Other important detail: The algorithm above doesn't get rid of intermediate points ('+'), in fact they are expected or else the algorithm won't work, as in the following case:
+------>-------+
| Poly A |
| |
| | +---->---+
| | | Poly B |
| | | |
| | +----<---+
| |
| |
+------<-------+
My understanding is that this is what you have. I imagine the algorithm could be extended to support such case by finding and adding the intersecting points beforehand (it was unnecessary in my case):
+------>-------+
| Poly A |
| |
| + +---->---+
| | | Poly B |
| | | |
| + +----<---+
| |
| |
+------<-------+
Hope this help.
P.S.: You can 'test' the algorithm with the jigsaw puzzle, by snapping pieces together to generate holes, etc.: http://www.raymondhill.net/puzzle-rhill/puzzle-rhill.php?puzzlePieces=16&puzzleComplexity=1&puzzleURL=http://www.public-domain-photos.com/free-stock-photos-4/travel/los-angeles/los-angeles-skyline.jpg&puzzleRotate=0&puzzleVersion=3
How about trying the following. I think this will work if designed properly.
Find the smallest emclosing rectangle, basically max-x, min-x and max-y and min-y.
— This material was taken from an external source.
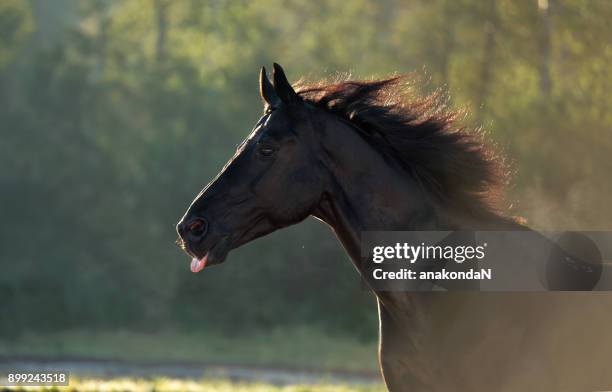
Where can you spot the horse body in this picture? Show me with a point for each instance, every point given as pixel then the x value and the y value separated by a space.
pixel 330 151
This will be our canvas for drawing. Initialise a 2D array of bits dx X dy where dx, dy are width of this outer rectangle, to all 0s.
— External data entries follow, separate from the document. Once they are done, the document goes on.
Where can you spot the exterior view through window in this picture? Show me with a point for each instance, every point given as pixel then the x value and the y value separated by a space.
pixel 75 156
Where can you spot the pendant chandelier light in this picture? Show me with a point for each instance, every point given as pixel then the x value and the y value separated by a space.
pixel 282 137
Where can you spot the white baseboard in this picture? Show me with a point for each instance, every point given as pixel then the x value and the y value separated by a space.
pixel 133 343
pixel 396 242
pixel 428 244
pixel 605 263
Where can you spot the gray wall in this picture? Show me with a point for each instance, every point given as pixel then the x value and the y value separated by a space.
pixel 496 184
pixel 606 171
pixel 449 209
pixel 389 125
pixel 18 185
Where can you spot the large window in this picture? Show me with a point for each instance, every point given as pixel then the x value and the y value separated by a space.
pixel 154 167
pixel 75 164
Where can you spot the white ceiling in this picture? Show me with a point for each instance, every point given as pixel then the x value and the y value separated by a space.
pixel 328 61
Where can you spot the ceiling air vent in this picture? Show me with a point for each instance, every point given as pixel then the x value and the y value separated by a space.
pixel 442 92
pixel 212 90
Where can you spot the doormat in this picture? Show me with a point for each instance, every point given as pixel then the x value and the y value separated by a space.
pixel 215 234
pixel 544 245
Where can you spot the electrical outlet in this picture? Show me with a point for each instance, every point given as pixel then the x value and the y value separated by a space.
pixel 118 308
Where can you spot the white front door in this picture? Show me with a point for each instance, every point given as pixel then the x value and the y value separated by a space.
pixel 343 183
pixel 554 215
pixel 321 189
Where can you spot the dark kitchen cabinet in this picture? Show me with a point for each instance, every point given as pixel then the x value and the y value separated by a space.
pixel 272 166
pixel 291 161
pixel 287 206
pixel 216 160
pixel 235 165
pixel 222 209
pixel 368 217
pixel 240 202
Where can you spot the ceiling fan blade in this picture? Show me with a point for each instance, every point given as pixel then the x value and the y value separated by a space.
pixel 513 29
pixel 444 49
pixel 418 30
Our objective is to find the contour, basically some corners of the rectangles so we can scale down this problem to a level where we can handle it computationally, once we have the points we can scale up to get the actual coordinates.
Scan through the above 2D array and mark a point 1 if it is contained in one of the given rectangle.
Now scan the 2D array and look for points whose neighbourhood has a 3:1 split, that means on 3 sides it has 1s and on one side 0s or vice versa. These points are those that will define the contour.
I think the complexity will be managiable if we can scale down the problem wisely.